Critique – Silence, de Martin Scorsese

Martin Scorsese est sans aucun doute un des plus grands cinéastes vivants. Le survol de sa filmographie frappe tout autant par la quantité d’excellents films qui la parsèment que par la diversité des genres qu’elle a traités. C’est d’ailleurs avec un certain sentiment d’injustice qu’on voit son œuvre être fréquemment réduite à ses seuls films de gangsters avec De Niro et Joe Pesci, alors que Scorsese a également mis à profit son incroyable sens du rythme, son aisance dans la direction d’acteurs, son goût prononcé pour le glauque et le tragique et sa mise en scène flamboyante dans des genres aussi diversifiés que la comédie (The King of Comedy, 1983), le film noir (After Hours, 1985), le thriller (Cape Fear, 1991 et Shutter Island, 2010) et le conte pour enfants (Hugo, 2011). Un autre genre où il s’est brillamment illustré est le film religieux, avec The Last Temptation of Christ (1988), qui en son temps avait déclenché une forte polémique dans les milieux catholiques, en raison du fait qu’on y dépeignait un Jésus hésitant, en proie au doute et au remord, magnifiquement interprété par Willem Dafoe. On pourrait dire de Silence, le plus récent opus du maître, qu’il est la suite logique du questionnement entrepris avec Last Temptation.

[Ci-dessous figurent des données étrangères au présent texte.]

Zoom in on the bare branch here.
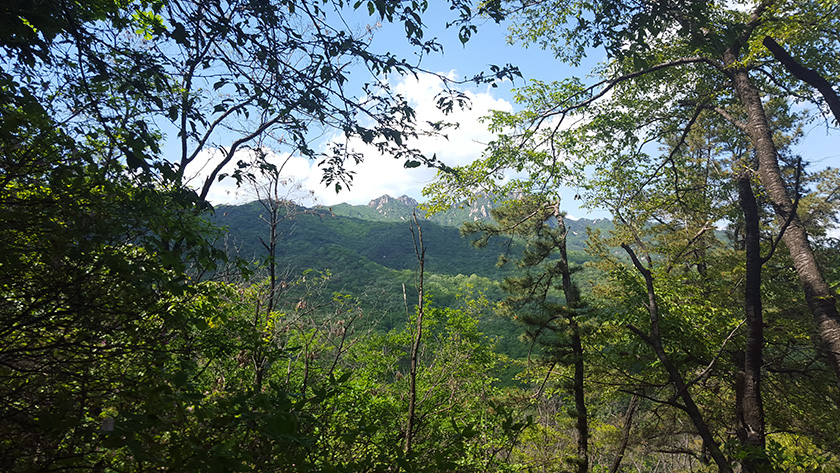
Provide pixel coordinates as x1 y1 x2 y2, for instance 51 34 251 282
677 320 746 400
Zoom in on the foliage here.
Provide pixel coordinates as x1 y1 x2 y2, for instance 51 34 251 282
4 0 519 199
424 1 840 469
0 139 231 470
7 0 840 471
461 195 599 472
0 0 525 470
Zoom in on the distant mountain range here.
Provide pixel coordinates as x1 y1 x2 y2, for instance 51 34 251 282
211 195 613 362
319 194 495 226
318 193 608 230
214 194 612 270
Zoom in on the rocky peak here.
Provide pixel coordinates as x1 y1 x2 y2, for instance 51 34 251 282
368 194 418 210
468 202 491 220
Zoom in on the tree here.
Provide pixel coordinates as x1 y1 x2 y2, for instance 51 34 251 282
735 168 769 472
405 213 426 453
5 0 518 199
2 0 522 470
244 155 313 392
427 0 840 388
425 2 840 464
0 125 232 471
463 196 590 472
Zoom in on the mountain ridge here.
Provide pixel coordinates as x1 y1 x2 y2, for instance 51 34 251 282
316 193 611 229
213 195 612 281
212 196 611 356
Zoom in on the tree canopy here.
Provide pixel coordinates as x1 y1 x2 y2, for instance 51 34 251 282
3 0 840 472
428 0 840 383
426 0 840 470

Le synopsis met en scènes deux jeunes jésuites portugais (Andrew Garfield et Adam Driver), dont l’ancien professeur a disparu quelques années plus tôt lors d’une mission au Japon. Des rumeurs disent que l’homme aurait renié la foi catholique. En terres nippones, missionnaires et chrétiens sont victimes de persécutions terribles. Malgré le péril immense que représente l’entreprise, les deux jeunes jésuites décident de partir pour le Japon pour essayer d’y retrouver leur mentor et d’y prêcher de nouveau la parole du Christ.

Silence est un film dont la progression narrative s’apparente à un chemin de croix. Le personnage d’Andrew Garfield y sera appelé à traverser toute une série de cruelles mésaventures qui mettront à l’épreuve sa foi et l’idée qu’il se faisait de la manière dont un chrétien doit agir. En cela, il refait le parcours du Christ joué par Dafoe près de trente ans auparavant. En effet, le missionnaire est l’émissaire du Christ, donc n’est-il pas étonnant qu’il soit en proie aux mêmes doutes que ce dernier? En tant que missionnaire, il souhaite apporter le secours de la religion aux Japonais, mais ne tarde pas à réaliser que sa présence et l’enseignement qu’il prodigue met ses ouailles en danger de mort, puisque l’inquisition japonaise traque et tue les convertis. Placé devant un tel paradoxe, comment le chrétien peut-il agir? Doit-il chercher à préserver la vie des pauvres humbles en leur refusant l’enseignement divin (tout en risquant ainsi de damner leurs âmes), ou doit-il chercher au contraire à sauver le plus d’âmes possibles (tout en risquant de mener les convertis à la mort)? C’est là le paradoxe d’une religion dont le principal prophète est à la fois homme et fils de dieu, d’une religion qui commande de préserver la vie humaine mais pour qui la véritable justice se trouve dans l’au-delà. Mais il y a davantage que cela : dans son film, Scorsese donne également la parole aux inquisiteurs japonais, pour qui le catholicisme n’est rien de moins qu’une invasion étrangère, qui menace leur mode de vie traditionnel et leur culture. Le christianisme, comme les autres religions monothéistes, a la prétention d’être universel; Silence le met face au caractère problématique de cette prétention.

Scorsese filme ce chemin de croix d’une façon très sobre, du moins si on compare avec ses réalisations antérieures : la caméra est moins mobile, plus discrète, en dépit d’une récurrence des plans filmés du ciel, comme si par moment c’était le point de vue de Dieu que le cinéaste présentait. Cela n’empêche aucunement le film de livrer des moments quasi extatiques, offrant une splendide transcription cinématographique du sentiment de la foi, même aux yeux d’un spectateur non-croyant. Les performances fort expressives des interprètes participent également de ce sentiment d’extase.

En conclusion, Silence est un film exigeant, qui impose au spectateur le lourd poids de ses interrogations mystiques, et ce, sans jamais devenir hermétique ou au contraire trop appuyé, effectuant par le fait-même un impressionnant tour de force. Martin Scorsese ne signe certes pas un divertissement aussi ébouriffant qu’à l’accoutumée, mais les cinéphiles sauront à coup sûr reconnaître ici la marque d’un cinéaste chevronné, plus tout jeune mais toujours en pleine possession de ses moyens.